Deployable Definition
10 minute read
Phase 2 - Pipeline
Definition
A deployable definition is the set of automated quality criteria that every artifact must satisfy before it is considered ready for production. It is the pipeline’s answer to the question: “How do we know this is safe to deploy?”
This is not a checklist that a human reviews. It is a set of automated gates - executable validations built into the pipeline - that every change must pass. If the pipeline is green, the artifact is deployable. If the pipeline is red, it is not. There is no ambiguity, no judgment call, and no “looks good enough.”
Why It Matters for CD Migration
Without a clear, automated deployable definition, teams rely on human judgment to decide when something is ready to ship. This creates bottlenecks (waiting for approval), variance (different people apply different standards), and fear (nobody is confident the change is safe).
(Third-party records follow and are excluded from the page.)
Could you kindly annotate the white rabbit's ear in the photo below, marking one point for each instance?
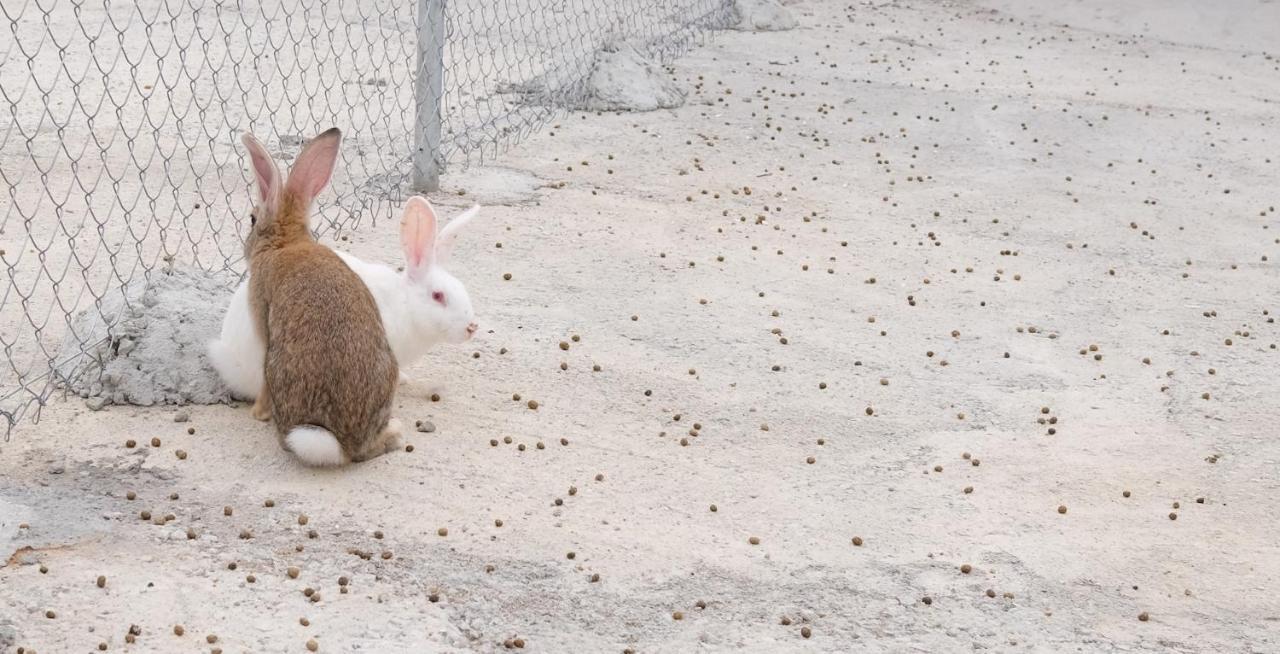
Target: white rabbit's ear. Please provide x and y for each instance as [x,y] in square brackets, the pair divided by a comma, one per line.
[265,172]
[449,234]
[417,233]
[314,165]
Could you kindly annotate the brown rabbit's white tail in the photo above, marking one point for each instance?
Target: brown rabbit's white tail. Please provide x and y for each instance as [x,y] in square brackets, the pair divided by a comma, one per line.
[315,446]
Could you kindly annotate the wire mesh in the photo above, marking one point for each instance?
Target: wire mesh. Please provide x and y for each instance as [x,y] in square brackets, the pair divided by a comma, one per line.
[119,128]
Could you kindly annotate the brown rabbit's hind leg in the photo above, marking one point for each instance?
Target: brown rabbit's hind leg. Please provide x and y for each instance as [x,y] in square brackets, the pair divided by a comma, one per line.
[385,440]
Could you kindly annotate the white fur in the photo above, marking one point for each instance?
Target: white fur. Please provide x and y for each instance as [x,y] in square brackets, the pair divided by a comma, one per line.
[414,321]
[315,446]
[238,353]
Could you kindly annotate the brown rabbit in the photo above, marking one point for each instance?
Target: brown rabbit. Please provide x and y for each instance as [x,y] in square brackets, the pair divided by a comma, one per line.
[329,375]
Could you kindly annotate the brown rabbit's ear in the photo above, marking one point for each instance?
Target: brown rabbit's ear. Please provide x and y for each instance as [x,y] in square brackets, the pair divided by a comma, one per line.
[314,167]
[265,172]
[417,233]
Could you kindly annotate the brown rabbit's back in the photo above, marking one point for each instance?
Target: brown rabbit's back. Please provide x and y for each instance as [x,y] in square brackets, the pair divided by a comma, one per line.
[328,361]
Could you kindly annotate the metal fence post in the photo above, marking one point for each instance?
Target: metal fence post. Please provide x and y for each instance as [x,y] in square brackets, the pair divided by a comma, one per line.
[429,96]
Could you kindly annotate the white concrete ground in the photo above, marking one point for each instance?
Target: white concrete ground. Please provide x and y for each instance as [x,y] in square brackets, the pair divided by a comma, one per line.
[990,287]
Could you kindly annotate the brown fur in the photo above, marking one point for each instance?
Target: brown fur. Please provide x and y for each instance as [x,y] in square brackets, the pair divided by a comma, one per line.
[328,362]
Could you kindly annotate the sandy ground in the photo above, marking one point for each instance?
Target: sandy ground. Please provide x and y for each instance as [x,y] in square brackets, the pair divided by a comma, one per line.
[988,287]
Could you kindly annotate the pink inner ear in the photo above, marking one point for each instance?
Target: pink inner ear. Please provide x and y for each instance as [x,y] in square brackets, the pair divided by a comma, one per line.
[314,167]
[417,233]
All three are enemies of continuous delivery.
During a CD migration, the deployable definition replaces manual approval processes with automated confidence. It is what allows a team to say “any green build can go to production” - which is the prerequisite for continuous deployment.
Key Principles
The definition must be automated
Every criterion in the deployable definition is enforced by an automated check in the pipeline. If a requirement cannot be automated, either find a way to automate it or question whether it belongs in the deployment path.
The definition must be comprehensive
The deployable definition should cover all dimensions of quality that matter for production readiness:
Security
- Static Application Security Testing (SAST) - scan source code for known vulnerability patterns
- Dependency vulnerability scanning - check all dependencies against known vulnerability databases (CVE lists)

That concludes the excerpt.